Courtesy 5000 Broadway Productions
It takes longer than a half hour to grasp what might be happening in the new Afro-futurist -musical Neptune Frost, and by its end credits, you won’t be amiss to ask yourself or others what it all was about. If you can grasp its threads and make sense of the chaos, however, it offers substantially more than any classic Hollywood formula can.
Here, find parallel stories working in tandem, wherein two individuals (Elvis Ngabo/Cheryl Isheja as Neptune and Bertrand Ninteretse as Matalusa) respond to governmental oppression by hopping through dimensions. Under the guiding light of the Wheel Man, a mystical being who adorns a metallic cap with twirling bicycle spokes, they use technology to upend the oligarchs corrupting their nation. Neptune Frost is big on ideas, but its plot is its least accessible feature and perhaps becomes too grandiose for what it seems to be attempting to reach.
But its symbolism is potent: the blending of traditional African community aspects with vlogging, computers, drones and exploitative mining practices. It opens with a reminder that much of our modern tech is powered by cobalt that is mined primarily by oppressed workers in the Democratic Republic of Congo.
Sad notes aside, Afro-Futurism remains a major bright spot offered by the continent’s filmmakers and its diaspora. Directors Saul Williams and Anisia Uzeyman aren’t fearful of the future, either. Instead, their film lingers in the liberating promise technology might bring rather than the dystopia it has helped create. Dimensional travel becomes a shorthand for freedom from modern colonial/corporate powers, and a flat-out dismissal of traditional gender notions becomes a smart reminder that the “backwardness” sometimes associated with African countries isn’t innate. This is a lesson to all future filmmakers—Uzeyman and Williams do not tip-toe. Instead they go for broke in their commitment to a neon-drenched aesthetic. Even so, certain triumphs betray a lag in Neptune’s technical aspects, but its less-polished realism might delight more careful or thoughtful viewers.

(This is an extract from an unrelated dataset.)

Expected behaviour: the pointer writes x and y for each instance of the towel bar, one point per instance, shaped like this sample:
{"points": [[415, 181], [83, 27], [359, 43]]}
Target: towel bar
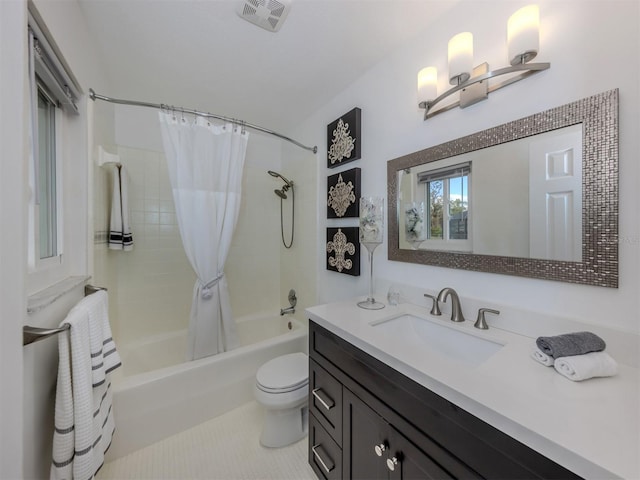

Colonialism and exploitation leave behind curious effects, and cinema has often expressed that shortsightedness with lazy practices. Take, for example, the inability to light Black people properly—especially anyone with darker skin tones. Most modern lighting techniques are designed to highlight lighter features, but Frost’s skilled cinematographer (Uzeyman in this case) finally gives dark-skinned performers a chance to shine. For this and many other reasons, Neptune Frost is worth the challenge as it showcases the power of Black women behind the camera.
7
+Visually spectacular; killer music
-Somewhat incomprehensible, but it comes together
Neptune Frost
Directed by Uzeyman and Williams
With Cheryl Isheja, Kaya Free and Elvis Ngabo
CCA, Jean Coctaeu Cinema, NR, 110 min.